I have always been the Christmas grinch. I hated the carols (though I know them all--most in latin--thanks to Harley, my school from K-12), the elves, the concept of Santa, the trees, and most of all, I think I hated not being a part of any of it.
I have always had Jewish friends who embraced Christmas without losing any part of their own Judaism, and I've had my moments--at Brandeis, for instance, when a close friend championed the administration for a large ceremony at the lighting of the school tree and I happily belted out "Let it Snow!." Nonetheless, I would change the channel when a Christmas song came on the radio, and swore off my favorite radio station, playing only "seasonal music" for a month before the dreaded day.
As everyone reading this blog (so, um, me) probably knows, I made aliyah about 3 months ago. Now that I'm Israeli, and living in Tel Aviv, a strange thing happened. It didn't happen when I lived here for the year, 3 years ago, and I certainly didn't expect it.
I started to miss Christmas. I found myself humming various tunes I hadn't thought of in years, testing my boyfriend on his Rudolph-knowledge, and when said boyfriend brought home, and then roasted (I kid you not!) chestnuts, I burst out in full-fledged song.
I even found myself missing not just the sales after Christmas, but the tinsel-everywhere, quiet-on-the-streets Christmas itself.

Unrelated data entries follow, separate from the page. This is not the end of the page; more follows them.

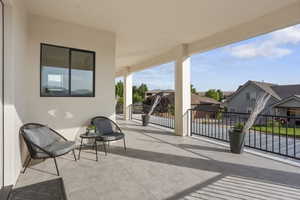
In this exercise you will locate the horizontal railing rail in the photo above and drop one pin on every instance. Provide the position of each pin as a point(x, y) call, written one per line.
point(270, 133)
point(275, 134)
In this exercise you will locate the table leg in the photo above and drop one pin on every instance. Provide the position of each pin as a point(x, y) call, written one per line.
point(96, 150)
point(80, 148)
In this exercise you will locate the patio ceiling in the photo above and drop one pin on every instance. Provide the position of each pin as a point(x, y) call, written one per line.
point(148, 32)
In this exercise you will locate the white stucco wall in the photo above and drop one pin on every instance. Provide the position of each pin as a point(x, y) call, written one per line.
point(15, 102)
point(69, 114)
point(23, 104)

A very apt observer once pointed out that sometimes when you get what you need, it turns out you don't need it anymore. I needed to get away from Christmas--from feeling like an outsider, from the "holiday season" making reference to a minor Jewish festival. But now that I'm away, that it's not being forced on me, I find myself longing for a poinsetta (or however it's spelled) or a glimpse of the national tree.

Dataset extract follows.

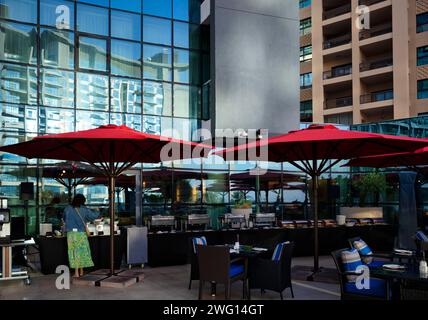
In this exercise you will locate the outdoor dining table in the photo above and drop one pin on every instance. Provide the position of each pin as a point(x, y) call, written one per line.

You see, it turns out that somewhere along the way, Christmas, or more accurately, being anti-Christmas, became a part of me. And now that I don't have it, I sort of want it back.

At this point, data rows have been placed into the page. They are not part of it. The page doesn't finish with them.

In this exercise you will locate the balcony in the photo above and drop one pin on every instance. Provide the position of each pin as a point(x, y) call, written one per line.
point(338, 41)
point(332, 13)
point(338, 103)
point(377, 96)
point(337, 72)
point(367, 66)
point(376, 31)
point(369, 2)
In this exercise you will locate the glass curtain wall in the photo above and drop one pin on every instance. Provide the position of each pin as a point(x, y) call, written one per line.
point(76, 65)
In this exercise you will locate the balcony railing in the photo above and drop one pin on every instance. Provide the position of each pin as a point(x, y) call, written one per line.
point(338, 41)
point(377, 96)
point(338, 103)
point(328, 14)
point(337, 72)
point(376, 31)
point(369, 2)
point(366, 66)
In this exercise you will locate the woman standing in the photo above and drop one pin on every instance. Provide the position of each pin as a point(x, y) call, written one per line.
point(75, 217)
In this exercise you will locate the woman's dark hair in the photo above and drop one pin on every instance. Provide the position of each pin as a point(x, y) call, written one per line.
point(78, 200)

Anyway, hope any of my Christmas-loving friends had a wonderful day filled with family, friends, and great presents. We'll see how this blogging thing goes--let me know what you think!
Saturday, December 26, 2009
Blogging...a new adventure!
While I've been keeping an email list detailing my observations, mostly when abroad, for some years now, it was recently suggested that I start blogging. I'll be blogging on my life--probably lots of issues around the Israeli-Palestinian conflict, but lots on other stuff, too. No one (even my Mum!) is obligated to read, but if you like something I write, please let me know! Off we go!